Endang mengaku sering berpapasan dengan kapal nelayan Vietnam. Pada awal 2020, dia mengaku bertemu kapal nelayan asing itu di area sekitar 30 mil dari Pulau Laut Kepulauan Natuna. Ia memilih menghindar. "Melawan susah. Kapal mereka besar, dan mereka tidak sendirian," ujarnya. Menurut dia, Laut Natuna Utara seperti diserbu kapal nelayan asing sejak akhir 2019 lalu.

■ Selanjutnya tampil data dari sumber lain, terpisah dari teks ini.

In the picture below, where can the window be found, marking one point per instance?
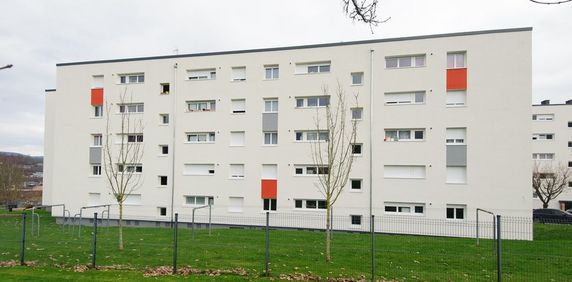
(165, 88)
(543, 117)
(201, 106)
(238, 106)
(404, 135)
(415, 61)
(355, 220)
(543, 156)
(312, 136)
(456, 212)
(310, 204)
(456, 98)
(269, 204)
(96, 170)
(456, 136)
(270, 105)
(199, 169)
(131, 168)
(404, 208)
(98, 111)
(357, 78)
(271, 72)
(238, 73)
(163, 180)
(356, 184)
(405, 98)
(237, 171)
(270, 138)
(131, 78)
(356, 149)
(201, 137)
(312, 102)
(404, 171)
(131, 108)
(310, 170)
(164, 118)
(202, 74)
(357, 113)
(456, 60)
(237, 138)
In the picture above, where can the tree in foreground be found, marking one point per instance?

Hendri mengatakan banjirnya kapal ikan asing membuat pendapatan nelayan berkurang. Tahun 2005 sampai 2010, nelayan yang melaut sehari, bisa mendapatkan 100 kilogram ikan kakap merah dan kakap anggoli. Dengan perolehan Rp 2 juta, maka kapten kapal yang juga pemilik kapal mendapat bagian Rp 1 juta, sedangkan dua ABK-nya masing-masing Rp 500 ribu. "Sekarang cari Rp 500 ribu saja susah," katanya.
Ketua Aliansi Nelayan Natuna, Hendri. Foto: Dok Pribadi
Untuk yang memancing jauh selama 10 hari, beberapa tahun lalu mereka bisa membawa 1,5-2 ton ikan kakap merah dan kerapu. Dengan hasil tangkapan bisa mencapai Rp 70 juta, pendapatan bersihnya sekitar Rp 50 juta. ABK biasanya digaji Rp 7 juta per orang. "Sekarang mendapatkan Rp 1-2 juta saja sudah susah. Maksimal Rp 2-2,5 juta," kata Hendri.
Situasi berbeda dialami oleh nelayan bubu apung yang melaut selama 18 hari dalam sebulan. Menurut Hendri, mereka relatif tidak terlalu terpengaruh oleh kapal asing. Hasil yang didapat adalah ikan permukaan, seperti tongkol. Harganya tentu lebih murah daripada ikan dasar laut. "Kalau dalam satu masa kerja itu, ABK bisa bergaji sampai Rp 5 juta," kata dia.
Hendri mengingat bahwa masa-masa emas nelayan di Natuna itu terjadi sebelum 2010. Kala itu, ikan berlimpah dan harga jualnya bagus karena permintaan datang dari Tanjungpinang, Batam, dan Pontianak, bahkan Singapura dan Malaysia. Kini, setelah masa itu surut, mereka tak punya pilihan untuk berganti pekerjaan. "Mau tidak mau tetap ke laut meski hasilnya sedikit," katanya.